Each week, many of our residents meet for Creative Writing Group with Lisa McKenzie. The class offers a creative outlet and the opportunity to flex their writing muscles.
This month, we’d like to highlight a humorous essay written by Myra Ehrke, a former travel writer:
I’m at Club Med Tahiti, where all meals, all beverages and all activities are included in the price. My family has finished breakfast. Daughter Maxine has headed off on a two-man sailing catamaran with a cute guy. Hubby Chuck, daughter Lori, and son Jim have boarded a charter boat to fish for marlin. They have been joined by a Japanese party of five.
That leaves me. I’m hoping all will go well for Jimmy as he practices his Japanese language skills. The last time he’d tried was at his girlfriend’s home in Tokyo. He’d joined the family and some VIP’s from the Mitsubishi Corporation at the dinner table, raised his glass on high for a toast, and shouted, “BONZAI.” This toast was met with hostile looks and an uncomfortable silence.
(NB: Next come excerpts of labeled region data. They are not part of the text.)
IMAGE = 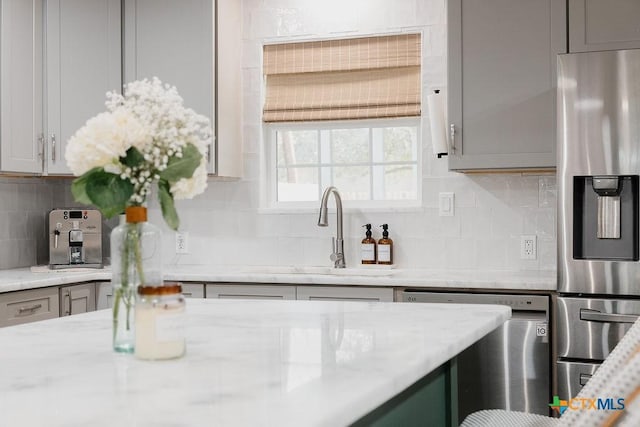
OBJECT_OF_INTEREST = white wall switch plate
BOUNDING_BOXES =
[176,231,189,254]
[438,193,455,216]
[520,234,538,259]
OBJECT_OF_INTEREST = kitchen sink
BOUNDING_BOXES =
[245,265,393,276]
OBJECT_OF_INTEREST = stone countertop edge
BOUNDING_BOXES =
[0,299,510,427]
[0,265,557,293]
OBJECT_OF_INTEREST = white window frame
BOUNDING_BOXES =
[261,117,423,212]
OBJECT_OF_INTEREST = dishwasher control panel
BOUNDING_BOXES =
[402,290,549,312]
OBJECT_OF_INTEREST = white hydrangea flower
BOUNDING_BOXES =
[66,77,212,209]
[170,158,207,200]
[65,112,151,176]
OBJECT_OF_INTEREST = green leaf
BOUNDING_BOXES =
[85,169,133,218]
[158,179,180,230]
[120,147,144,168]
[160,144,202,182]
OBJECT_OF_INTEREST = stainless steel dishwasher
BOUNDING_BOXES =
[402,289,551,422]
His girlfriend, Akiko, whispered in his ear that although that word was close to the word for “cheers,” it was actually a war chant, used when attacking an enemy. A red-faced Jim had apologized in Japanese, something he’d had to do many times.
I wander around the harbor, snorkel and mask in hand, looking for a boat to go shell-hunting. Only one problem; no one speaks English. I pass three boats with skippers barking destinations in French. At the fourth, a sailor looks directly at me and yells what sounds like “shelling.” Isn’t that nice, I think. He knows I am American.
I board the boat, going somewhere, for an unknown amount of time, and think, “This is fun!” I like surprises.
Twenty minutes later, I find myself ready to disembark with 30 plus other shell seekers, but wait, something’s… wrong. Shouldn’t the other people have net bags to carry the shells they find? And shouldn’t they have brought snorkels and fins?
Oops. As soon as the other resort guests hit the beach they strip ‘till they are completely naked. It isn’t a pretty sight. Let’s just say I feel better about my body but very embarrassed to be the only person wearing a bathing suit. I remember my mom’s advice to look before I leap. Too late.
I want to hide behind a coconut tree or bury myself in the sand. Instead, I put on my gear and snorkel in four feet of water. After all, that’s what I came here for.
I am following the shoreline, hands outstretched, when I bump into a soft object. I look down and see two human legs. I stand up and come face to face with a naked, very amused Frenchman. Of course I apologize; my face the color of a boiled lobster. Thank goodness people are getting dressed and boarding the boat. I board the cruiser with as much dignity as I can muster and sit without making eye contact with anyone. I daydream about being with my family this evening, digging into some wonderful French cuisine, sipping wine, and telling them about my adventure.